Parimenti, non basta situarsi a bordo di un Tampax per dirsi somiglianti, nonostante Civati.
L’ apriorismo uterino, in realtà, risulta essere categoria dello spirito che informa l’Opera Omnia di certa Mannoia Fiorella, sublime esegeta dei silenzi omertosi delle scaffaliste dell’ Upim. Kant non c’entra una mazza, sia ben chiaro. Così come io non sono “dolcemente complicata, sempre più emozionata”.

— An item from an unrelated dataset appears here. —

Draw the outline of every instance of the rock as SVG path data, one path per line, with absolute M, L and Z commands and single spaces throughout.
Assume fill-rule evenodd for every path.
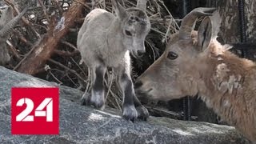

Mi riconosco, al contrario, iconoclasta, blasfema e maschista. Non c’è mistica da gamete che tenga. Men che meno quella che mi pretenderebbe assimilata al Verbo di Laura, presso il quale non si rinviene il benché minimo indizio di Simone de Beauvoir. Neanche con l’impiego del fiuto di mille cani molecolari.
Ad ogni buon conto, ” l’epica battaglia ” per la conquista dell’ agognata desinenza (a) può dirsi compiuta. Chi se ne fotte , poi, se si tratta di battaglia di retroguardia, piuttosto rafferma , dal momento che rispolvera rancidi arnesi linguistici del peggiore separatismo ovulare. Siamo alla “secessione del lessico”. Con la complicità della Crusca , da intendersi quale prodigioso rimedio per la stipsi che affligge il ” fallocratico glossario italico”.
Il ghetto è servito. L’altra metà del cielo derubricata ad un quarto di tettoia.
A quando la lettura obbligatoria alla Camera dei Deputati di classici del tipo “Le due orfanelle” , “La muta di Portici “, “Lamento aurorale di una carmelitana scalza abbruzzese “ ?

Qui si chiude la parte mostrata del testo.